The numbers from that win were slender: Arsenal recorded a 0.64 xG and managed four shots on goal in a match that moved them three points clear at the summit — Manchester City still have a game in hand. Neville pointed to the scheduling and the balance of priorities when he framed what lies ahead for Mikel Arteta's side.
"A lot of these players don't know how to win a Champions League, but they've been so close in the title race and they'll be so desperate not to fall short in that," Neville said. He added: "I do think that Mikel Arteta has to go for every single game and not prioritise any over the other, but he knows that the Premier League is the one that's easier to win than the Champions League right now."
Arsenal remain unbeaten in the Champions League heading into the semis, but Neville was blunt about their chances. "I think there are better teams in there than them in the Champions League and it's a cup competition," he said, pointing to the reality that Bayern Munich and Paris Saint-Germain occupy the other semi-final.
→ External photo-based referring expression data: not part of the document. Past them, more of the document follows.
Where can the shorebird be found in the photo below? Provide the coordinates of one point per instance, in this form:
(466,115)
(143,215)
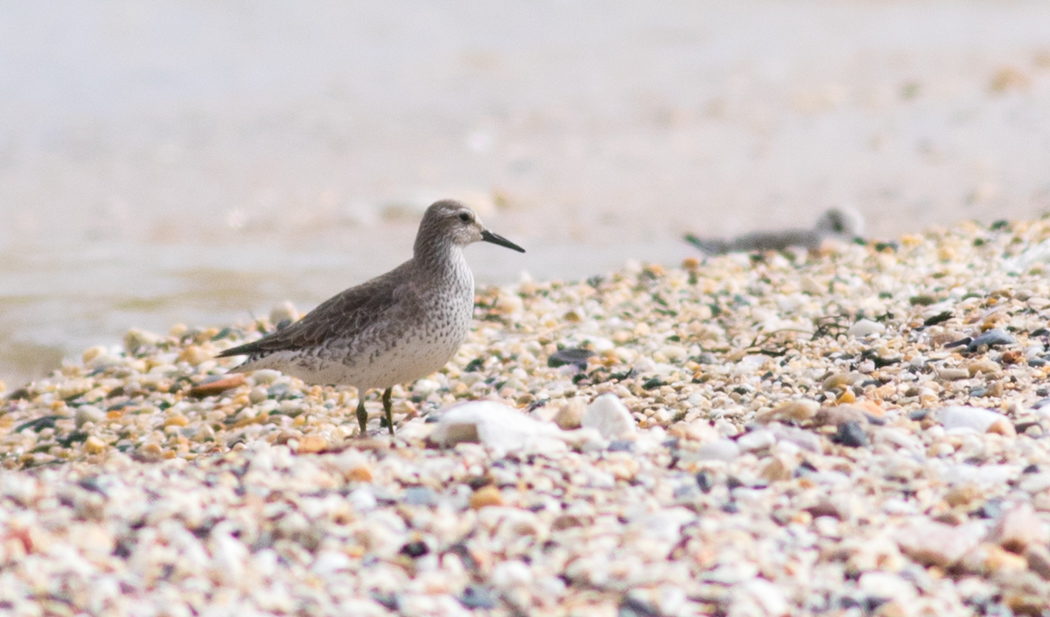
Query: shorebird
(839,224)
(395,328)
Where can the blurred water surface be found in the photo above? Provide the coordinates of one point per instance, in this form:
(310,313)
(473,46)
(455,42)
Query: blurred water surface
(197,162)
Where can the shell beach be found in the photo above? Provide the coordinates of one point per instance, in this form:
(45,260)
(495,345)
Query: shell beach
(856,430)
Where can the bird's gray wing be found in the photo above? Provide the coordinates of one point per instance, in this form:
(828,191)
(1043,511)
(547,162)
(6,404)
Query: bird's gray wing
(344,315)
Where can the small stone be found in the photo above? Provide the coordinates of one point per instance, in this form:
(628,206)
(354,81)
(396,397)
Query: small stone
(194,355)
(93,445)
(799,410)
(570,415)
(841,380)
(1017,528)
(218,386)
(497,426)
(756,440)
(852,434)
(991,338)
(486,495)
(985,366)
(266,376)
(1038,559)
(777,470)
(574,356)
(478,597)
(962,495)
(610,417)
(361,473)
(865,327)
(311,444)
(87,413)
(959,417)
(722,449)
(840,415)
(937,544)
(419,495)
(257,395)
(758,596)
(952,374)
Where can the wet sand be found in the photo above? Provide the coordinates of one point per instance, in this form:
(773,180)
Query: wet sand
(165,163)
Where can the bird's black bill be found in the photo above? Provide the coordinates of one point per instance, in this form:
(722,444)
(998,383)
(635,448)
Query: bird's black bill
(498,239)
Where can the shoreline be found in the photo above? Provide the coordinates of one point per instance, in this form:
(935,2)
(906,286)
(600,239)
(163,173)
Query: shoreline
(785,433)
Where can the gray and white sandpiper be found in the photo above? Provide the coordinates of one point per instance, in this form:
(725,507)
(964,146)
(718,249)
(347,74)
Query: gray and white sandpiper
(395,328)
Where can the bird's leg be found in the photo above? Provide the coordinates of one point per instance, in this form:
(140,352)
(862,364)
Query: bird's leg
(389,408)
(362,416)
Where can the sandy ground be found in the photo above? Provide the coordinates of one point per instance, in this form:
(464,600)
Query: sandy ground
(165,162)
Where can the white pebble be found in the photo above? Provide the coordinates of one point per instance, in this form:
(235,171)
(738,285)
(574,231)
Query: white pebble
(610,417)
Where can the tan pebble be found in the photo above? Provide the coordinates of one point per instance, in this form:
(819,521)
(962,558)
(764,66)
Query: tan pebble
(911,240)
(800,410)
(984,365)
(250,420)
(569,417)
(217,387)
(1004,427)
(1038,559)
(93,445)
(962,494)
(149,453)
(1026,603)
(998,559)
(894,609)
(841,380)
(359,474)
(486,495)
(1019,527)
(840,415)
(194,355)
(92,353)
(777,470)
(311,444)
(952,374)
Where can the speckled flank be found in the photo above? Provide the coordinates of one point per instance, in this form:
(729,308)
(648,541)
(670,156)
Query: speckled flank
(395,328)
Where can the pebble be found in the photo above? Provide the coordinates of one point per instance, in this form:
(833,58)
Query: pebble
(87,413)
(756,440)
(960,417)
(731,475)
(218,386)
(570,416)
(485,496)
(1017,528)
(497,426)
(864,327)
(799,410)
(991,338)
(722,449)
(608,415)
(573,356)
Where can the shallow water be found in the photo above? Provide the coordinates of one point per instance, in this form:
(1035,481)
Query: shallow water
(196,163)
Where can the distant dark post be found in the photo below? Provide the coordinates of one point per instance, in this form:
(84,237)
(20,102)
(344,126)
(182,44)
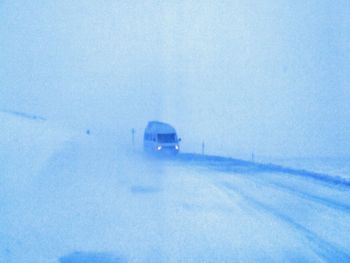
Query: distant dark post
(133,137)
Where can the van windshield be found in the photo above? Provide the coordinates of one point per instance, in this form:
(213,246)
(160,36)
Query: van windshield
(167,137)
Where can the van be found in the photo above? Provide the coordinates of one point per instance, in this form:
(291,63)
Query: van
(161,137)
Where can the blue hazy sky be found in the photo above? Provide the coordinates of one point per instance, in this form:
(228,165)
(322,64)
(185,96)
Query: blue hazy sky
(271,77)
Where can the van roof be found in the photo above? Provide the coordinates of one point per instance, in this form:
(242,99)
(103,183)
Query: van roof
(159,127)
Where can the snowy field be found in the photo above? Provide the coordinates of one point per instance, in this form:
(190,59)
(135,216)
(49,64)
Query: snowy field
(71,197)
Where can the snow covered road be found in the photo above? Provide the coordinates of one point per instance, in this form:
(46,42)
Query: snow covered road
(79,198)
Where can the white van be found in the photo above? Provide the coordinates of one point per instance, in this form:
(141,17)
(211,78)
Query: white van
(160,137)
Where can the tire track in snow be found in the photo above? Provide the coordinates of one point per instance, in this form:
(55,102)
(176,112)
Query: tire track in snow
(327,250)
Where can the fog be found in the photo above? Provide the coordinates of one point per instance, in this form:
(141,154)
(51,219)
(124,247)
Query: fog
(267,77)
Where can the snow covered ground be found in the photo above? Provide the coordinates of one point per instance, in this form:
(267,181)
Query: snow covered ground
(71,197)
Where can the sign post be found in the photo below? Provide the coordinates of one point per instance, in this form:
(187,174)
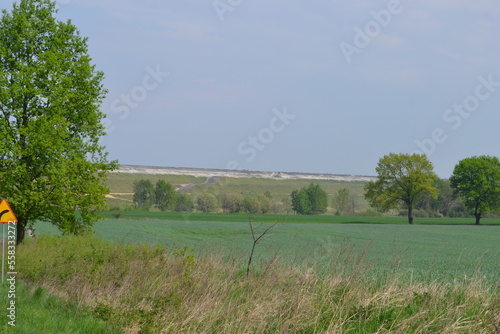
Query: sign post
(6,217)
He ran through the simple arithmetic of the run-in: "They've got three games left and they've only got four left in the league, so you could argue that it's easy to win both, but I don't see them getting past Atlético Madrid and the other teams in the semifinal, but I do see them having a chance with the league." Those remaining fixtures make for tight choices: three Champions League games stand between Arsenal and continental glory, and four league matches lie between them and a first English title in two decades.
Neville also picked apart Arsenal's performance against Newcastle, focusing on how the team played rather than the result. "A lot of things they did in this game weren't great from a tactical point of view," he said. "What you want is that expression, that freedom where they play forward, they run forward and they do things with a bit more certainty in their attacking play and that didn't come at all today," he added, capturing his frustration with Arsenal's lack of cutting edge.
His final, stinging line underlined his larger point: "I don't see the idea sometimes and they're not positive enough." It is a tension at the heart of Arsenal's week — confident enough to lead the league, but questioned over their capacity to dispatch the kind of defensive, knockout-stage opponents represented by Atletico Madrid.
What happens next is immediate and stark: Arsenal travel to Madrid on Wednesday night for the first leg, then must manage four remaining Premier League fixtures alongside the two remaining knockout ties in Europe. Neville's position leaves Mikel Arteta with a public framing of the challenge — keep pushing on all fronts, or accept that the Premier League may be the clearest route to silverware.
Neville's verdict will sharpen the debate around selection, rotation and tactics, but his summary of the situation is plain and unvarnished: "I do think that Mikel Arteta has to go for every single game and not prioritise any over the other, but he knows that the Premier League is the one that's easier to win than the Champions League right now."